Courses Detail Information
ME6201J – Advanced Fluid Mechanics
Instructors:
Credits: 3 credits
Pre-requisites: Mathematic courses: calculus, vector analysis Mechanics courses: theoretical mechanics, thermodynamics, fluid mechanics
Description:
Based on the fluid mechanics course at the undergraduate level, VM520 aims to solidify the important concepts and the analytical skills, including the solutions of the N-S equations (including exact solutions, exact solutions of the approximate equations, approximate solutions of the differential equations, integral solutions and solutions from dimensional arguments), stability analyses, stochastic analyses etc. Students after this course are expected to gain fundamental insights of the fluids mechanics at the research level, even with the capability to initialize some topics of value for fundamental research.

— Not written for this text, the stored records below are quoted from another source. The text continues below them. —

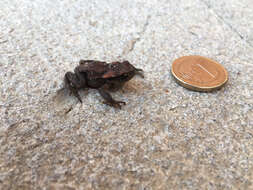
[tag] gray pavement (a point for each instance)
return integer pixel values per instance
(166, 137)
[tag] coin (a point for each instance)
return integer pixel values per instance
(199, 73)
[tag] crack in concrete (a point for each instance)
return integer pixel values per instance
(227, 23)
(130, 47)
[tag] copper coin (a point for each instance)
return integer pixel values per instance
(199, 73)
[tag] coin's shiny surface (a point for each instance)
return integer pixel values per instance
(199, 73)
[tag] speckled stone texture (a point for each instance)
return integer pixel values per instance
(166, 137)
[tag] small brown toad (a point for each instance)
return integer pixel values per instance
(98, 75)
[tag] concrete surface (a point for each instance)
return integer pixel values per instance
(166, 137)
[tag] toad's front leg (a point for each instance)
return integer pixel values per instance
(109, 100)
(74, 82)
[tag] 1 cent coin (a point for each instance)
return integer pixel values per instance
(199, 73)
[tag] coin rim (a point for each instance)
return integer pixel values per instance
(194, 87)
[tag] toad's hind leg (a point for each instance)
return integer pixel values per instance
(109, 100)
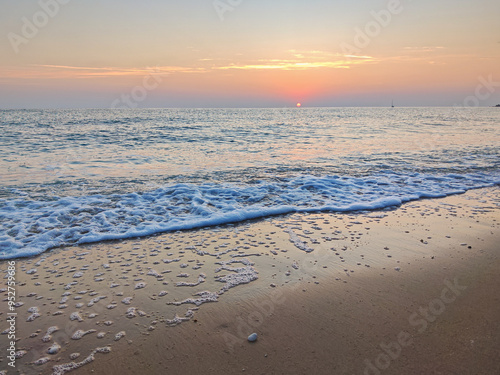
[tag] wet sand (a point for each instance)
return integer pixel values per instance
(411, 290)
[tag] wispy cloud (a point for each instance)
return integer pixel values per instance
(66, 71)
(303, 60)
(298, 60)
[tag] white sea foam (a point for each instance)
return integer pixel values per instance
(34, 218)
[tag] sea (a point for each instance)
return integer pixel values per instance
(83, 176)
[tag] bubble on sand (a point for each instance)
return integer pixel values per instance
(131, 312)
(80, 333)
(201, 279)
(41, 361)
(54, 348)
(127, 300)
(35, 314)
(75, 316)
(67, 367)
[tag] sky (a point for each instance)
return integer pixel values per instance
(248, 53)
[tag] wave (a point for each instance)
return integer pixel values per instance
(29, 227)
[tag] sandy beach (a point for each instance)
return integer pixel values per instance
(406, 290)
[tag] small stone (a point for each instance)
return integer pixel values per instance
(252, 337)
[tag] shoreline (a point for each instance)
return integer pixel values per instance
(329, 309)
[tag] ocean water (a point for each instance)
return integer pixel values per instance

The objectives can be summarized as
1. to understand the physical concepts of flowing phenomenon;
2. to develop the capability of flow physics analysis;
3 to be able to simplify the complex problems in a reasonable way and extract the essential physics with the help of advanced analyses.
Course Topics:
Basic concepts review 1: continuum, transport phenomenon, surface tension
Basic concepts review 2: solids and fluids, shear stress, fluid statistics
Vector analysis 1: coordinate and system, first order tensor
Vector analysis 2: stress tensor, second—order tensor
Conservation laws1: Reynolds transports theorem, mass conservation
Conservation laws2: momentum conservation and energy conservation
Conservation laws3: constitutive relations and the boundary conditions of the equations
Analytical solutions 1: exact solutions
Analytical solutions 2: exact solution of the approximate equations
Analytical solutions 3:applications of the Reynolds transport theorem
Analytical solutions 4:applicaions of the RTT+ dimensional argument
Special topic 1: Boundary layer 1: basic concepts and the governing equations
Special topic 1: Boundary layer 2: Balsius solution and the results analysis
Special topic 1: Boundary layer 3: Symmetry analysis of the Blasius solution
Special topic 2: Stability analyses: introduction of the basic physics and the approximation of the equation
Special topic 2: Thermal instability
Special topic 2: Double-diffusive instability
Special topic 2: Centrifugal instability
Special topic 2: Instability of parallel flows
Special topic 2: Effects of viscousity
Special topic 3: Stochastic analyses: introduction
Special topic 3: Markov process
Special topic 3: Langevin equation
Special topic 3: Kramers-Moyal coefficient
Special topic 3: Fokker-Planck equation